La risa burlona que se produjo indicaba miedo y censura. Simón abrió la boca para
decir algo, pero Ralph tenía la caracola, de modo que se retiró a su asiento. Cuando la
asamblea se apaciguó, Ralph se volvió hacia
Piggy
- ¿Qué más, Piggy?
- Había otro. Ese.
Los peques empujaron a Percival hacia adelante y le dejaron solo. Estaba en el centro,
con la hierba hasta las rodillas, y miraba a sus ocultos píes, tratando de hacerse la ilusión
de hallarse dentro de una tienda de campaña. Ralph se acordó de otro niño que había
adoptado aquella misma postura y apartó rápidamente aquel recuerdo. Había alejado de
sí aquel pensamiento, había conseguido retirarlo de su vista, pero ante un recuerdo tan
rotundo como este volvía a la superficie. No habían vuelto a hacer recuento de los niños,
en parte porque no había manera de asegurarse que en él quedaran todos incluidos, y en
parte porque Ralph conocía la respuesta a una, por lo menos, de las preguntas que Piggy
formulase en la cima de la montaña. Había niños pequeños, rubios, morenos, con pecas,
y todos ellos sucios, pero observaba siempre con espanto que ninguno de esos rostros
tenía un defecto especial. Nadie había vuelto a ver la mancha de nacimiento morada.

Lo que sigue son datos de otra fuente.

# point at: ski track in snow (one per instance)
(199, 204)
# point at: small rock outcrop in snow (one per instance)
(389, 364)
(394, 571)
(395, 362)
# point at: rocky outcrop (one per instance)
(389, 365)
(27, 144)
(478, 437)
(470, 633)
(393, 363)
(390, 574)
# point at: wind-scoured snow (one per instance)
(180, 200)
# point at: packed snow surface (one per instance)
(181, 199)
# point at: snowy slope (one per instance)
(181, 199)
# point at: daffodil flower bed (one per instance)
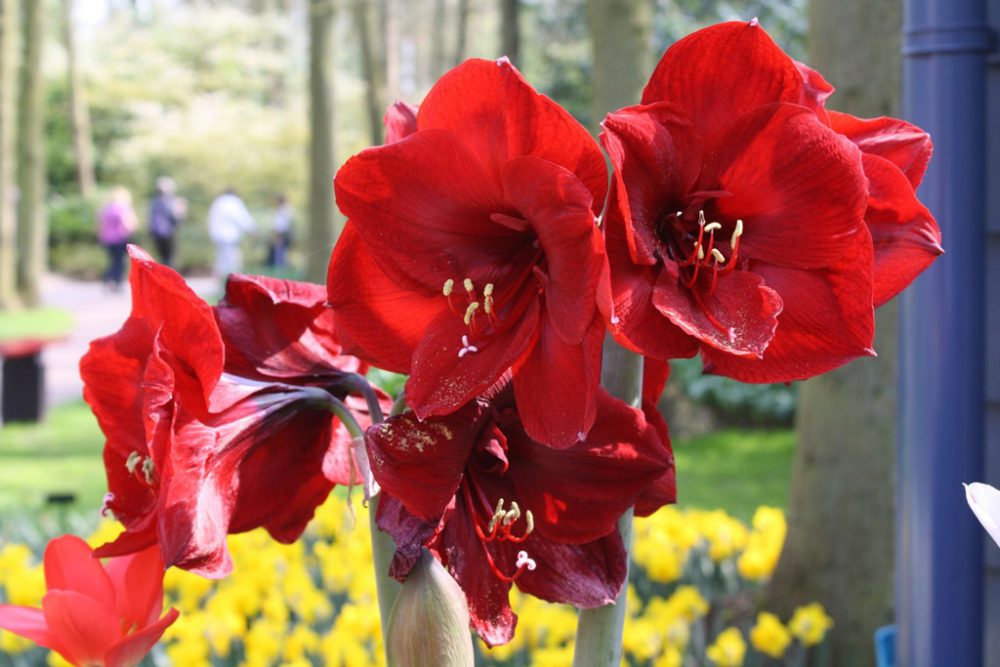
(696, 586)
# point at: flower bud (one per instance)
(429, 624)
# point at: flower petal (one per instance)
(723, 71)
(498, 116)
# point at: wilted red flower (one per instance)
(94, 615)
(737, 224)
(193, 454)
(471, 248)
(496, 507)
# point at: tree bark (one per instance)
(322, 222)
(510, 30)
(79, 114)
(620, 34)
(8, 221)
(31, 227)
(373, 74)
(839, 549)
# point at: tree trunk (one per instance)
(31, 229)
(322, 223)
(8, 221)
(620, 34)
(461, 30)
(79, 114)
(373, 74)
(510, 30)
(839, 549)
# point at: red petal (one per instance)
(656, 154)
(558, 207)
(555, 385)
(70, 566)
(798, 187)
(130, 651)
(85, 627)
(442, 381)
(905, 145)
(421, 462)
(739, 317)
(498, 116)
(827, 321)
(383, 322)
(400, 121)
(281, 330)
(905, 235)
(723, 71)
(578, 494)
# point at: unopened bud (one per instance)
(429, 624)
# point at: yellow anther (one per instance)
(470, 312)
(132, 461)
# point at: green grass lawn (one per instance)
(734, 470)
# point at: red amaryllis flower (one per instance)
(496, 507)
(95, 615)
(737, 220)
(471, 249)
(193, 454)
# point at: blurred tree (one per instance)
(79, 114)
(322, 223)
(841, 512)
(8, 221)
(31, 228)
(510, 30)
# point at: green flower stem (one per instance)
(599, 631)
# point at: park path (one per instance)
(96, 312)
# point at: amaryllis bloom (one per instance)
(95, 615)
(472, 248)
(498, 508)
(193, 454)
(743, 213)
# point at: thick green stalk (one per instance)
(599, 631)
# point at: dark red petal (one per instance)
(70, 566)
(656, 154)
(723, 71)
(558, 207)
(421, 462)
(400, 121)
(798, 186)
(499, 117)
(383, 322)
(85, 627)
(739, 317)
(442, 381)
(904, 144)
(283, 330)
(827, 321)
(578, 494)
(905, 235)
(555, 384)
(138, 585)
(423, 207)
(130, 651)
(584, 575)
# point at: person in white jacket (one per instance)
(228, 221)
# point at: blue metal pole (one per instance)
(939, 591)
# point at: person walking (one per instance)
(166, 212)
(115, 225)
(228, 221)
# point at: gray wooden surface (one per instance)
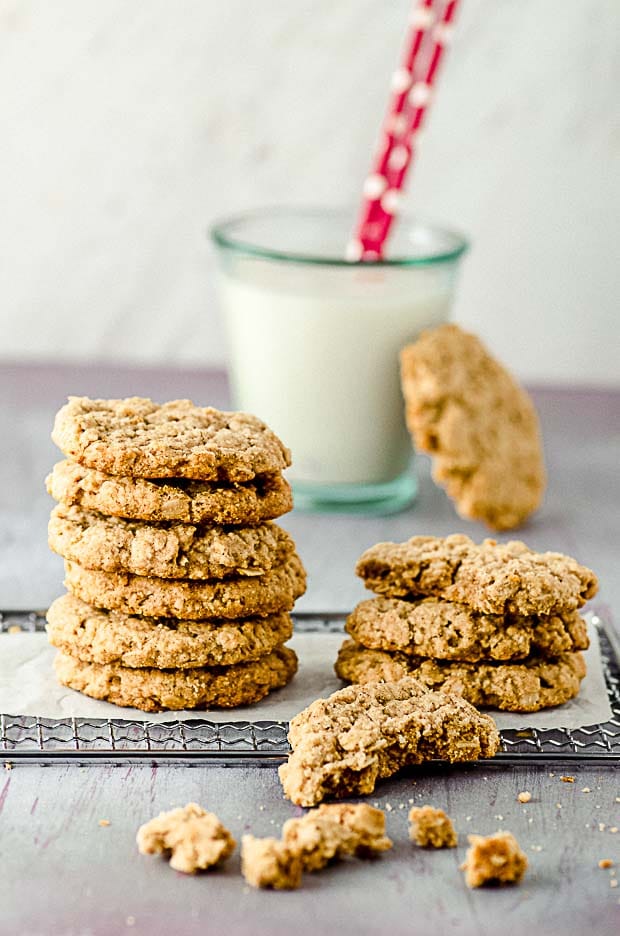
(62, 873)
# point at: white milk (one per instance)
(314, 353)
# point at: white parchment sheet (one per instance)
(28, 687)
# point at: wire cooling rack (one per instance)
(197, 740)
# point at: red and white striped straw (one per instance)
(412, 89)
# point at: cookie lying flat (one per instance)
(139, 438)
(477, 423)
(96, 636)
(344, 744)
(446, 630)
(527, 686)
(267, 594)
(264, 497)
(154, 690)
(495, 578)
(166, 550)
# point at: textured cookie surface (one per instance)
(96, 636)
(344, 744)
(166, 550)
(528, 686)
(495, 578)
(264, 497)
(478, 424)
(142, 439)
(446, 630)
(194, 839)
(154, 690)
(264, 595)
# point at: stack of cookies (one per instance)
(495, 623)
(179, 585)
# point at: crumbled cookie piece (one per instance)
(527, 686)
(166, 550)
(342, 745)
(335, 830)
(431, 828)
(477, 423)
(96, 636)
(494, 859)
(195, 839)
(493, 578)
(448, 630)
(233, 502)
(154, 690)
(269, 862)
(139, 438)
(145, 595)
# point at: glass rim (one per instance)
(221, 234)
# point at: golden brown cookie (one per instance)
(154, 690)
(446, 630)
(494, 578)
(494, 859)
(267, 594)
(194, 839)
(166, 550)
(477, 423)
(142, 439)
(96, 636)
(232, 502)
(344, 744)
(527, 686)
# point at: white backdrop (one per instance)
(128, 125)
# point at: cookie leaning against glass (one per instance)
(498, 624)
(179, 584)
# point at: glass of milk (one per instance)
(314, 343)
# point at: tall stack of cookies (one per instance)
(495, 623)
(179, 583)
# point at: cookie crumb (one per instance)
(495, 858)
(431, 828)
(194, 838)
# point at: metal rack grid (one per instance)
(197, 740)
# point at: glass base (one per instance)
(387, 498)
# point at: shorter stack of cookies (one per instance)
(179, 585)
(495, 623)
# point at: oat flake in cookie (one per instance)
(139, 438)
(477, 423)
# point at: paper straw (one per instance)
(412, 91)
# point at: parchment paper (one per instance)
(28, 687)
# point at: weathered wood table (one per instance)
(63, 873)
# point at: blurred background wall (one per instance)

Pero Piggy había estado tan insistente aquel día, había estado tan dominante al
interrogar... Admitiendo tácitamente que recordaba aquello que no podía mencionarse,
Ralph hizo un gesto a Piggy.
- Venga. Pregúntale.
Piggy se arrodilló con la caracola en las manos.
- Vamos a ver, ¿cómo te llamas?
El niño se fue acurrucando en su tienda de campaña. Piggy, derrotado, se volvió hacia
Ralph, que dijo con severidad:
- ¿Cómo te llamas?
Aburrida por el silencio y la negativa, la asamblea prorrumpió en un sonsonete:
- ¿Cómo te llamas? ¿Cómo te llamas?
- ¡A callar!
Ralph contempló al muchacho en el crepúsculo.
- Ahora dinos, ¿cómo te llamas?
- Percival Wemys Madison, La Vicaría, Harcourt St. Anthony, Hants, teléfono, teléfono,
telé...
El pequeño, como si aquella información estuviese profundamente enraizada en las
fuentes del dolor, se echó a llorar. Empezó con pucheros, después las lágrimas le saltaron
a los ojos y sus labios se abrieron mostrando un negro agujero cuadrado. Pareció al
principio una imagen muda del dolor, pero después dejó salir un lamento fuerte y
prolongado como el de la caracola.
- ¿Te quieres callar? ¡Cállate!
Pero Percival Wemys Madison no quería callar. Habían perforado un manantial que no
cedía ni a la autoridad ni a la presión física. Gemido tras gemido continuó su llanto, que
parecía haber clavado al niño, derecho como una estaca, al suelo.
- ¡Cállate! ¡Cállate!
Los peques habían roto el silencio. Recordaban también sus propias penas y quizá
sintiesen que compartían un dolor universal. Se unieron en simpatía a Percival en su
llanto; dos de ellos, sollozando casi tan fuerte.
Maurice fue la salvación. Gritó:
- ¡Miradme!
Fingió caerse. Se frotó el trasero y se sentó en el tronco columpio hasta conseguir
caerse sobre la hierba. No era un gran payaso, pero logró que Percival y los otros se
fijaran en él, suspirasen y empezaran a reírse. Al cabo de un rato reían tan cómicamente
que hasta los mayores se unieron a ellos.